LATIN AMERICA — High American Gold narrows focus in Argentina

After spending the last half-year separating the wheat from the chaff among its Argentine property holdings, High American Gold (HIAM-C) is focusing its attention on two promising gold-silver prospects.

High American began life more than a year ago as a privately held company, Stromatalite Resource, which acquired an 80% interest in a land package of 54 precious and base metal properties covering 2,000 sq. km in 10 Argentine provinces.

The vendor, Hector Gando, retained a 20% interest in High American Gold International, the Argentine subsidiary that owned the properties, and the right to a 20% participating interest or 10% carried interest. As well, Gando had the right to a similar interest in any new properties High American added to its portfolio.

Stromatalite then completed a $3.6-million private placement (6 million shares at 60cents each) and merged last spring with the publicly traded shell company Intex Mining. The new corporate entity, named High American Gold, went public in July 1997 and has since applied for a Montreal listing.

The company has now homed in on the two most prospective properties: Oesteroche, a gold-silver porphyry property situated in northwestern Argentina’s Salta province, and Pirineos, an epithermal gold-silver property in southern Argentina’s Santa Cruz province.

Gando recently reached a preliminary agreement with High American to sell his 20% interest in both Oesteroche and Pirineos. As part of the deal, High American is returning the remaining properties. Further details will be released after the deal is signed. This latest deal with Gando has paved the way for High American to seek out joint-venture partners for Oesteroche and Pirineos.

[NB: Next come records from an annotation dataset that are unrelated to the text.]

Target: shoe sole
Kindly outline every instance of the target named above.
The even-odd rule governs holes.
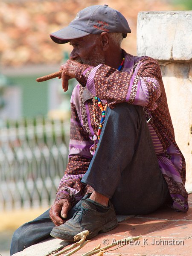
[[[110,227],[113,223],[114,222],[115,220],[116,221],[115,221],[115,224],[114,224],[112,227]],[[93,233],[90,233],[88,236],[87,236],[87,239],[90,239],[91,238],[93,238],[93,237],[96,236],[97,236],[99,235],[99,234],[101,233],[105,233],[106,232],[110,231],[110,230],[111,230],[115,228],[115,227],[117,226],[117,224],[118,222],[116,219],[113,220],[110,222],[106,224],[105,225],[102,227],[102,229],[98,229],[96,230],[95,230]],[[58,230],[56,229],[55,229],[55,228],[53,228],[52,230],[52,231],[50,233],[50,235],[53,237],[54,237],[55,238],[58,238],[58,239],[61,239],[64,240],[66,240],[69,241],[74,242],[73,237],[72,237],[70,236],[67,236],[64,235],[62,235],[59,233],[55,232],[54,229],[56,230],[57,231]],[[78,233],[77,233],[77,234],[78,234]]]

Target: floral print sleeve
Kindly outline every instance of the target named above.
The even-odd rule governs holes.
[[[94,96],[107,99],[110,108],[127,102],[154,109],[161,93],[161,76],[158,62],[140,57],[131,72],[100,64],[96,67],[82,65],[76,78]],[[88,76],[87,76],[88,75]]]
[[[55,198],[55,201],[61,198],[67,199],[72,207],[87,192],[87,185],[81,183],[81,180],[87,172],[92,157],[89,148],[93,142],[81,124],[81,110],[76,104],[79,99],[77,87],[74,89],[71,100],[69,162],[59,183]]]

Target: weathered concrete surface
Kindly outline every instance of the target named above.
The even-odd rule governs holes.
[[[69,243],[60,239],[49,238],[43,242],[32,245],[22,252],[14,254],[14,256],[47,256],[56,252]]]
[[[144,12],[138,14],[137,31],[137,55],[157,59],[161,67],[188,186],[192,184],[192,11]]]
[[[139,12],[137,55],[159,60],[192,60],[192,11]]]
[[[116,217],[118,222],[120,223],[133,218],[134,216],[134,215],[117,215]],[[32,245],[25,249],[24,251],[15,253],[14,256],[48,256],[52,254],[52,253],[58,252],[69,244],[69,242],[60,239],[51,238],[43,242]]]

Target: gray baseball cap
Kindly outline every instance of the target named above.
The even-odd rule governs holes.
[[[50,35],[57,44],[65,44],[70,39],[78,38],[90,34],[122,33],[123,37],[131,33],[125,18],[118,11],[108,5],[95,5],[80,11],[68,26]]]

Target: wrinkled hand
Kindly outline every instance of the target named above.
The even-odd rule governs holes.
[[[75,77],[75,73],[77,69],[81,64],[76,61],[68,60],[67,62],[61,67],[61,70],[63,70],[61,76],[59,77],[61,79],[62,87],[64,92],[68,90],[69,86],[69,80]]]
[[[67,199],[59,199],[55,202],[49,211],[49,216],[55,226],[59,226],[65,222],[66,220],[61,217],[66,219],[70,209],[70,204]]]

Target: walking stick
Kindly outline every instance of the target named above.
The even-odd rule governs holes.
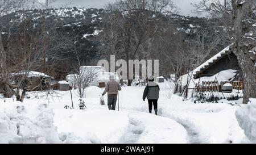
[[[117,93],[117,104],[118,104],[118,111],[119,111],[119,93]]]

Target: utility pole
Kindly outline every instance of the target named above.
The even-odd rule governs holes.
[[[46,73],[46,9],[43,10],[43,73]]]

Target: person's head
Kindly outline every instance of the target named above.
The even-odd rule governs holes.
[[[154,77],[152,76],[151,76],[150,77],[149,77],[148,78],[148,81],[154,81]]]
[[[113,75],[110,75],[110,80],[114,80],[115,77]]]

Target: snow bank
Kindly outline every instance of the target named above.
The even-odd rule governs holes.
[[[54,114],[45,104],[0,105],[0,143],[58,143]]]
[[[61,136],[64,143],[187,143],[187,132],[180,124],[152,114],[106,109],[60,109],[55,112],[59,132],[79,136],[64,134]]]
[[[256,143],[256,99],[250,99],[248,104],[236,112],[236,116],[245,135]]]

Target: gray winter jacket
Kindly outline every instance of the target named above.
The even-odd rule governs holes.
[[[117,95],[118,90],[121,90],[121,87],[117,81],[111,79],[107,83],[104,91],[102,93],[104,95],[108,92],[108,95]]]
[[[142,99],[144,100],[147,97],[147,99],[158,99],[159,91],[160,88],[158,84],[155,82],[150,81],[144,90]]]

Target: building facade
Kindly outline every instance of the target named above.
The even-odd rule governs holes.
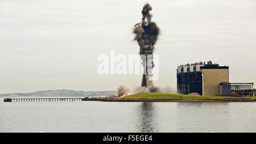
[[[228,83],[229,79],[229,67],[220,66],[212,61],[180,65],[177,69],[177,91],[182,94],[220,95],[220,83]]]

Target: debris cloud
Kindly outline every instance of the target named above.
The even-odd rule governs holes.
[[[151,69],[154,66],[152,61],[154,44],[160,34],[160,29],[156,23],[151,22],[152,15],[150,14],[150,11],[152,9],[148,3],[146,4],[141,11],[142,21],[136,24],[133,28],[133,33],[135,34],[134,40],[137,41],[139,46],[139,54],[142,56],[142,65],[146,71],[146,74],[142,77],[141,87],[146,87],[148,88],[154,86],[151,78],[152,75],[150,73],[152,71]],[[146,21],[146,19],[147,21]],[[152,57],[148,57],[148,55],[151,55]],[[146,58],[143,56],[146,56]],[[148,67],[148,64],[151,65],[151,66]]]

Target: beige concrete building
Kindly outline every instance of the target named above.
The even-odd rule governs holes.
[[[220,84],[229,82],[229,67],[212,61],[180,65],[177,69],[177,91],[179,94],[197,92],[200,95],[220,95]]]
[[[220,95],[222,91],[220,83],[229,82],[229,67],[227,66],[204,66],[200,71],[203,75],[203,95]]]

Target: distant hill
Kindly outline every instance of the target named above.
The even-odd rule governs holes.
[[[67,90],[39,91],[27,93],[0,94],[0,97],[6,96],[106,96],[116,95],[116,91],[84,91]]]

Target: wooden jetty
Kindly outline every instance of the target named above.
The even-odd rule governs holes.
[[[4,102],[26,101],[81,101],[85,98],[5,98]]]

President James Decker says the company intends to open an office in Mendoza or Salta, in order to give the company better access to its properties as well as to Chile and other South American countries.

At the 5,400-ha Oesteroche property, High American has completed two mapping, trenching and sampling programs over a 600-by 400-metre tourmaline-breccia pipe.

In the first program, about 700 rock and soil samples were collected from a 25-metre grid over the breccia pipe. Another 115 samples were taken from areas adjacent to the pipe. Soil samples showed gold contents as high as 111 grams per tonne and one rock sample graded 12.7 grams.

In the second phase, High American took 197 rock samples along a newly built road on the north side of the breccia, and a further 74 soil samples along the road on the south side, where rock exposure was limited. Five hand-dug trenches exposed fresh rock faces. Highlights include a rock sample grading 4.18 grams gold and a soil sample grading 2.44 grams gold.

The gold at Oesteroche is in metamorphosed Ordovician phyllites and quartzites adjacent to the Inca Viejo felsic intrusion. Both are overprinted with epithermal high-sulphidation alteration and intruded by Tertiary rhyolite and dacite breccias. Intersecting north- and northwest-striking faults control the vein and breccia locations. Drill targets have been identified, and a US$575,000 drilling program is planned.

The company mapped and sampled the Pirineos property — made up of eight smaller properties totalling 39,000 ha — in November and December.

Mineralization is in a vein system hosted by rhyolite tuff and ignimbrite that has been brecciated and silicified along major north-south trending zones, 50 to 150 metres wide and up to 2 km long. Of the 500 rock samples taken from eight different structures, the highest values obtained were 4.6 grams gold and 852 grams silver per tonne.